### This file consists of the code for training the neural network with the Questions and Answers to generate better search optimization.

This code uses the LSTM model
The code does the following:
- Converts questions and answers to sequences of integers using a tokenizer.
- We have the LSTM Architecture where the steps involving the encoder and decoder happen.
- We use sparse categorical crossentropy to optimize the prediction of the next word in th eanswer sequence.

In [17]:
# Import all the essential libraries
import pandas as pd
import numpy as np
from sklearn.model_selection import train_test_split
from tensorflow.keras.models import Model
from tensorflow.keras.layers import Input, Embedding, LSTM, Dense
from tensorflow.keras.preprocessing.text import Tokenizer
from tensorflow.keras.preprocessing.sequence import pad_sequences

In [19]:
# Load the dataset
data = pd.read_csv("../data/final_dataset.csv")

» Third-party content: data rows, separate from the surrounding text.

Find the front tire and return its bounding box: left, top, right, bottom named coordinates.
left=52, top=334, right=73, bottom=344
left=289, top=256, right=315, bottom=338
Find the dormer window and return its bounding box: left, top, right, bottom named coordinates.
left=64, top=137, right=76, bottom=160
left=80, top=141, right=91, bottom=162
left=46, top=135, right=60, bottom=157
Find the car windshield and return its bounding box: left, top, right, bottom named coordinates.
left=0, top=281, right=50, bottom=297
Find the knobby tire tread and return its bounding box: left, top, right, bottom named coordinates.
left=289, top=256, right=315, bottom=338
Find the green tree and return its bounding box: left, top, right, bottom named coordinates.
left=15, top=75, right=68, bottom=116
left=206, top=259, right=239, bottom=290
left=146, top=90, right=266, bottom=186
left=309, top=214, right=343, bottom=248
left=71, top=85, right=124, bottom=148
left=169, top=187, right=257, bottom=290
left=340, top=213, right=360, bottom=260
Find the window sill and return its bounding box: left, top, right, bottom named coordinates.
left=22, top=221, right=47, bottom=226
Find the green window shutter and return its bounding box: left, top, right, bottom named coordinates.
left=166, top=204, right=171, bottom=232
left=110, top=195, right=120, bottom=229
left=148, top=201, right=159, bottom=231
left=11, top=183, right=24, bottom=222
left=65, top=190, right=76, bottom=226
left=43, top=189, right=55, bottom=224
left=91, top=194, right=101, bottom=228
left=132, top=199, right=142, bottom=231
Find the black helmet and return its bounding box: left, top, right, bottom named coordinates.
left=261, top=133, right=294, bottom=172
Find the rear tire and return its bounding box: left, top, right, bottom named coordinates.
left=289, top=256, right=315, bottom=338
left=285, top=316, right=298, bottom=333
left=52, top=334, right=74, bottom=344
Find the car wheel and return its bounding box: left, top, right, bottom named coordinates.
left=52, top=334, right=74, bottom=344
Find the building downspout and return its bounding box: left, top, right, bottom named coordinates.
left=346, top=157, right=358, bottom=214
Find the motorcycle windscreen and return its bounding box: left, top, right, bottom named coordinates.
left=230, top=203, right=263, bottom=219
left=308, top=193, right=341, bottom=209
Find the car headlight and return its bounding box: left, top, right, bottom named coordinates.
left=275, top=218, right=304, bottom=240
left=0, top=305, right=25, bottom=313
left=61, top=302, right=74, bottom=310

# Use the question as input and the answer as output
questions = data["Question_Body"].astype(str).values
answers = data["Answer_Body"].astype(str).values

In [21]:
# Split the Dataset into training and testing.
train_questions, test_questions, train_answers, test_answers = train_test_split(questions, answers, test_size=0.2, random_state=42)

# Tokenize the text
tokenizer = Tokenizer(num_words=20000, oov_token="<OOV>")
tokenizer.fit_on_texts(questions + answers)

# Convert the text to sequences
train_questions_seq = tokenizer.texts_to_sequences(train_questions)
train_answers_seq = tokenizer.texts_to_sequences(train_answers)
test_questions_seq = tokenizer.texts_to_sequences(test_questions)
test_answers_seq = tokenizer.texts_to_sequences(test_answers)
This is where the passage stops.